There is a lot of buzz around microservices and service-oriented architecture, at least in the corner of the internet that I frequent. Heavyweights in the Ruby community, like Heroku think microservices matter. It seems that enough people are adopting microservices head-first that some influential people in the community have started warning that it might not be for everyone. Martin Fowler thinks there is a microservices permium to pay and that you probably want to start with a monolith. Avdi Grim is of the opinion that people are adopting microservices for the wrong reasons. And David Heinemeier Hansson, devoted a portion of his RailsConf 2015 keynote to denouncing the practice.
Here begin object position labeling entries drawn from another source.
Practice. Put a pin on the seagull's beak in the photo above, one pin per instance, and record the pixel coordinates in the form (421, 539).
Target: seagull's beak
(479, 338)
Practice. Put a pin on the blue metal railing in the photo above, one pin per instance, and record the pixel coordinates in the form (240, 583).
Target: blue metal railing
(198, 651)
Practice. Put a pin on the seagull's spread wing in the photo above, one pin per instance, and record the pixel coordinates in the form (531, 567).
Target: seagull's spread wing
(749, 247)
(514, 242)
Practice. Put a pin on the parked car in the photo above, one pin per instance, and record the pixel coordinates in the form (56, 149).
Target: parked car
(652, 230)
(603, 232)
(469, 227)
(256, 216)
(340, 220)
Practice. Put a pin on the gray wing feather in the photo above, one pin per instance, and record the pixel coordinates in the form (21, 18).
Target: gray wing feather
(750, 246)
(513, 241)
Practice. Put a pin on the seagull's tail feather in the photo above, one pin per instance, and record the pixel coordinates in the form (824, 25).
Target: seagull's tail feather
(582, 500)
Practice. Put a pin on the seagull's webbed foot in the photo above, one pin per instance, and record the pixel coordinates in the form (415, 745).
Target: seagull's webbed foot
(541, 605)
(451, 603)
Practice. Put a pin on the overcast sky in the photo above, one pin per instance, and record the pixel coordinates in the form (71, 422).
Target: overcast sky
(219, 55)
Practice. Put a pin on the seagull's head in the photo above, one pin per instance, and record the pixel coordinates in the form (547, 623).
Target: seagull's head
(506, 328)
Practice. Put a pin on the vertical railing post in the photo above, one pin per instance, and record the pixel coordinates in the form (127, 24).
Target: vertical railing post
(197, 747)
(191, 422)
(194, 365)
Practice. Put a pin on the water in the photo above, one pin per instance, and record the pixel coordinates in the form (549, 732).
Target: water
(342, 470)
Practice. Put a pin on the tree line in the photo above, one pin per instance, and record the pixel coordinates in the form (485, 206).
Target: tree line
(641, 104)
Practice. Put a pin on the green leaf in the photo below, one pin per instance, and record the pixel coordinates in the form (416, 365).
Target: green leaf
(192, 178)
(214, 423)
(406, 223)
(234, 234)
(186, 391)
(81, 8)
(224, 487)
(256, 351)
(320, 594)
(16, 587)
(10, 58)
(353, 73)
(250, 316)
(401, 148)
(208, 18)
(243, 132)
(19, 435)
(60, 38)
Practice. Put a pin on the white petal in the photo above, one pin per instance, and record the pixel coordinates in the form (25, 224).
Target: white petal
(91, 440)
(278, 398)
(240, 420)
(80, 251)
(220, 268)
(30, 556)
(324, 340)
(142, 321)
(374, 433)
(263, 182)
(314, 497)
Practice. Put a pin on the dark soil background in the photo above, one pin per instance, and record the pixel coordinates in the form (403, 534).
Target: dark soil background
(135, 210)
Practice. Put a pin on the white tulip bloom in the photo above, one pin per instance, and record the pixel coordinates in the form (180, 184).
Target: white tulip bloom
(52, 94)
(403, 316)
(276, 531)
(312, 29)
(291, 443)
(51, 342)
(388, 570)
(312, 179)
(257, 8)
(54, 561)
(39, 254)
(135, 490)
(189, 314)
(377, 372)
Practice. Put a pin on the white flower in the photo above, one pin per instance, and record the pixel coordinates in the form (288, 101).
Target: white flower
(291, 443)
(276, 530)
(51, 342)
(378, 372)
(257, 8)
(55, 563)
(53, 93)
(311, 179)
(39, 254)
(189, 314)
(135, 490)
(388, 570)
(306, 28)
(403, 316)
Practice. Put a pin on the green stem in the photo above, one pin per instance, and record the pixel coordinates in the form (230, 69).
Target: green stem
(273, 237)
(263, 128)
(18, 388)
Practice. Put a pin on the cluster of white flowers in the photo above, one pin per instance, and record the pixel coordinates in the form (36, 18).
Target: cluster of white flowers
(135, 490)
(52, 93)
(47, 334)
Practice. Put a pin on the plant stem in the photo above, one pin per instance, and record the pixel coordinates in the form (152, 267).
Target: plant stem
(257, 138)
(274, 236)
In “Building Microservices. Designing Fine-Grained Systems”, Sam Newman explores the practice of microservices. Starting with a definition of just how small they are (something that can be re-built in 2 weeks time), the book covers in depth what microservices are good for and what having a fleet of them looks in practice.
As one would expect, the author is partial to microservices, but acknowledges that they are not a good fit for every organization and every project. For example, when a start-up is still exploring their domain and iterating fast, the boundaries of their systems are hard to predict and API might churn significantly. Similarly, teams that are not leveraging cloud computing and have the necessary automation in place to provision and deploy new services might not find much success in having numerous systems to support in production. The author makes well-reasoned arguments for organizations only considering microservices when they have great automated-test coverage, continuous integration in place and automated deployments (preferably continuous delivery).
Along the way, Mr. Newman also points out that, like most things in Engineering, there are trade-offs to be made: Latency and develops complexity, chief among them. However, there is also a lot to be gained: being able to mix-and-match technology stacks, resilience of the whole system (assuming that the proper precautions are in place), independent scaling for each piece, deployment in stages, organizational alignment, the ability to replace parts as needed and maintaining team velocity.
I though the book to be an overall good read for those starting to dip their toes in the microservices world.